Spanish Romantic Literature: History, Authors, and Themes
The Spanish Romantic Literature: Historical Context
It opens with the French invasion in 1808, which provoked the uprising of May 2nd, 1808, and the War of Independence. During this period, a group of progressive bourgeois staged the first bourgeois revolution in Spain and drafted the Constitution of 1812 in an attempt to dismantle the structures of the Old Regime. The return of Ferdinand VII to Spain meant the cancellation of freedoms, a return to absolutist formulas, and estates in the social order. With the regency of Maria Cristina and Isabel II’s reign, a moderate liberalism began, but the continuing strife caused political instability, to which were added the Carlist wars. The 1868 revolution ended the reign of Isabel II.
Romanticism: Origin
Romanticism had its origin in the pre-Romantic movement Sturm und Drang (Tempest and Passion) in Germany, with Goethe and Schiller, who initiated the overcoming of the neoclassical aesthetic movement. In Spain, it arrived later. After the death of Fernando VII and the return of exiled liberals, Romanticism became the dominant aesthetic trend.

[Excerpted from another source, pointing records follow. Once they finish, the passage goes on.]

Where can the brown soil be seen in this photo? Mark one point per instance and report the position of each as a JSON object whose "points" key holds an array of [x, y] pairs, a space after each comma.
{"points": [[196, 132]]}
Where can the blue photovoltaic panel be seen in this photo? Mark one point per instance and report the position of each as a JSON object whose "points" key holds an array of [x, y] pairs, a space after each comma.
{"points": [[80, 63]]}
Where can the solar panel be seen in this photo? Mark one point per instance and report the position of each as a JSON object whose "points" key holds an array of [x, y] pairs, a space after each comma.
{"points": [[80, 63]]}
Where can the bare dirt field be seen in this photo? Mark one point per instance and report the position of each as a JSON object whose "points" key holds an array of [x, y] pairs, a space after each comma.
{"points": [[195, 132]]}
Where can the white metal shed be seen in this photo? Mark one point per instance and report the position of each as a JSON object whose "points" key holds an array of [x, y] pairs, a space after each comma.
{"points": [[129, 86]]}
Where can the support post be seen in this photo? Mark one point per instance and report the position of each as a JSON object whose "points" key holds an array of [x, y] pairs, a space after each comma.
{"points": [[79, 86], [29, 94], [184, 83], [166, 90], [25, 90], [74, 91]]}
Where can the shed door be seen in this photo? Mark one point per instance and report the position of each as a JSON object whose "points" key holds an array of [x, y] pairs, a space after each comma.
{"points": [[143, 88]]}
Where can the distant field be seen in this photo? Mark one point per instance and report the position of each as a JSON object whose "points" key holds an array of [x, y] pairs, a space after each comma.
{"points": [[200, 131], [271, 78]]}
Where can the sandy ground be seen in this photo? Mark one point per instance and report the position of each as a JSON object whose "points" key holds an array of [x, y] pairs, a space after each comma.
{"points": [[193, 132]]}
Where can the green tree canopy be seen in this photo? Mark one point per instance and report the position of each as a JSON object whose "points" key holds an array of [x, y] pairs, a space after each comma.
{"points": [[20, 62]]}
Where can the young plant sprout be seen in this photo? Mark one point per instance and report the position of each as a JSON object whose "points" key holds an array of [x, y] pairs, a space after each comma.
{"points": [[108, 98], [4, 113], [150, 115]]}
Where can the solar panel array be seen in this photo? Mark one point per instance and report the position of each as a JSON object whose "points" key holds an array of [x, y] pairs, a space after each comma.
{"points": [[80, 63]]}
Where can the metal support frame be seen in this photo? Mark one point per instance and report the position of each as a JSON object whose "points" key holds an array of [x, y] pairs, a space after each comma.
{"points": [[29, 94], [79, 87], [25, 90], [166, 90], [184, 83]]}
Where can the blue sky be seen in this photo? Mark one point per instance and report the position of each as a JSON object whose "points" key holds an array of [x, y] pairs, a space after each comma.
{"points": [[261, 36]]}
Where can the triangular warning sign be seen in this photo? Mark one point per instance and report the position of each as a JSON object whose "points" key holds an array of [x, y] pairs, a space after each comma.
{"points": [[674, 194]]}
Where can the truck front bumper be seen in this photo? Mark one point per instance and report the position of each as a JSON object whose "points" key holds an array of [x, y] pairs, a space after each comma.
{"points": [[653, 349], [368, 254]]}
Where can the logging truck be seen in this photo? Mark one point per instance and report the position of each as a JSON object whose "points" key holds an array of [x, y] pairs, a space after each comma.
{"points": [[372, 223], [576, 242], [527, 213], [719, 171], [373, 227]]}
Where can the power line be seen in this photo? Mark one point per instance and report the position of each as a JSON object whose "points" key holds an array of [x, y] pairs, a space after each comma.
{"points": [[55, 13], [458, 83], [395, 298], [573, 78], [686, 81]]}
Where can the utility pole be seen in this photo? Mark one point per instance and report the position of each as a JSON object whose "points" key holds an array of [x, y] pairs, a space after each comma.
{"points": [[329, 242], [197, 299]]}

Features of Spanish Romanticism
- Individualism: Art and literature became the expression of self and feelings.
- Irrationalism: Romantics appreciated everything non-rational: emotions, dreams, fantasy, etc.
- Defense of freedom: In politics, art, and morality.
- Idealism: The search for an unattainable ideal in every respect; love inevitably leads to reality shock and disappointment.
- Nationalism: Romantic traits valued the differential of one’s country, regaining its history, traditions, and culture.
- Exoticism: Rejecting modern society leads to romantic works themed to escape in distant times or exotic places.
- Rebellious spirit and Juvenile rebellion: Against fate and against social norms. Marginal characters abound: the criminal, pirate, etc.
- Exalted and emphatic language: Use of questions, exclamations, plenty of images, sound words, and intense adjectives.
- Metrical renewal: Stanzas are innovative and far from the lines, predominantly polymetry.
Romantic Poetry
- First Romanticism: Bombastic rhetorical style.
- Lyric poetry abounds with themes of love, religious prejudice, death, etc.
- Narrative poetry: Narrative legends and historical events. Mystery, the miraculous, and the supernatural are common in this genre.
Authors of the First Romanticism
- José de Espronceda (1808-1842): Wrote several lyrical poems featuring rebel and marginalized characters (Pirate Song, The Executioner, He Deserves Death) and narrative poems such as The Student of Salamanca, the legend of Félix de Montemar, a libertine and tough womanizer.
- José Zorrilla and the Duke of Rivas.
- Post-Romanticism (2nd half of the nineteenth century): Poetry more intimate and sensitive with an easier vocabulary.
Authors of the Post-Romanticism
- Gustavo Adolfo Bécquer (1836-1870): The themes are love, death, pain, inspiration, etc. Rhymes highlights.
- Rosalía de Castro (1837-1885): Stresses the perfect fusion of personal feelings with the description of the landscape of their land. Follas Novas in Galician and Songs Along the Shores of Sar in Castilian.
The Romantic Drama
The basic theme is passionate love that hits the social norm and almost always ends in tragedy. The frame usually works in a medieval atmosphere. The scenery becomes very important. It mixes verse and prose, and the purpose is to move. The most cultivated drama is the historical drama, which was imposed after the premiere in 1835 of Don Álvaro or the Force of Fate by the Duke of Rivas, whose theme is the goal that chases the protagonist. In this drama are: Larra’s Macías, The Troubadour of Antonio García Gutiérrez, Lovers of Teruel by Juan Eugenio Hartzenbusch. The last great Romantic playwright, José Zorrilla, is the creator of Don Juan Tenorio, a version of The Trickster of Seville by Tirso de Molina. Don Juan is a character irreverent and disrespectful of human and divine laws; at the end of the drama, he saves his soul by the love for Doña Inés, the lady he falls for.
The Romantic Prose
- The table manners, journalistic genre: Descriptions of daily life, satirically. Mariano José de Larra and Mesonero Romanos stand out.
- The historical novel: It develops in the Middle Ages. The Lord of Bembibre by Enrique Gil y Carrasco highlights.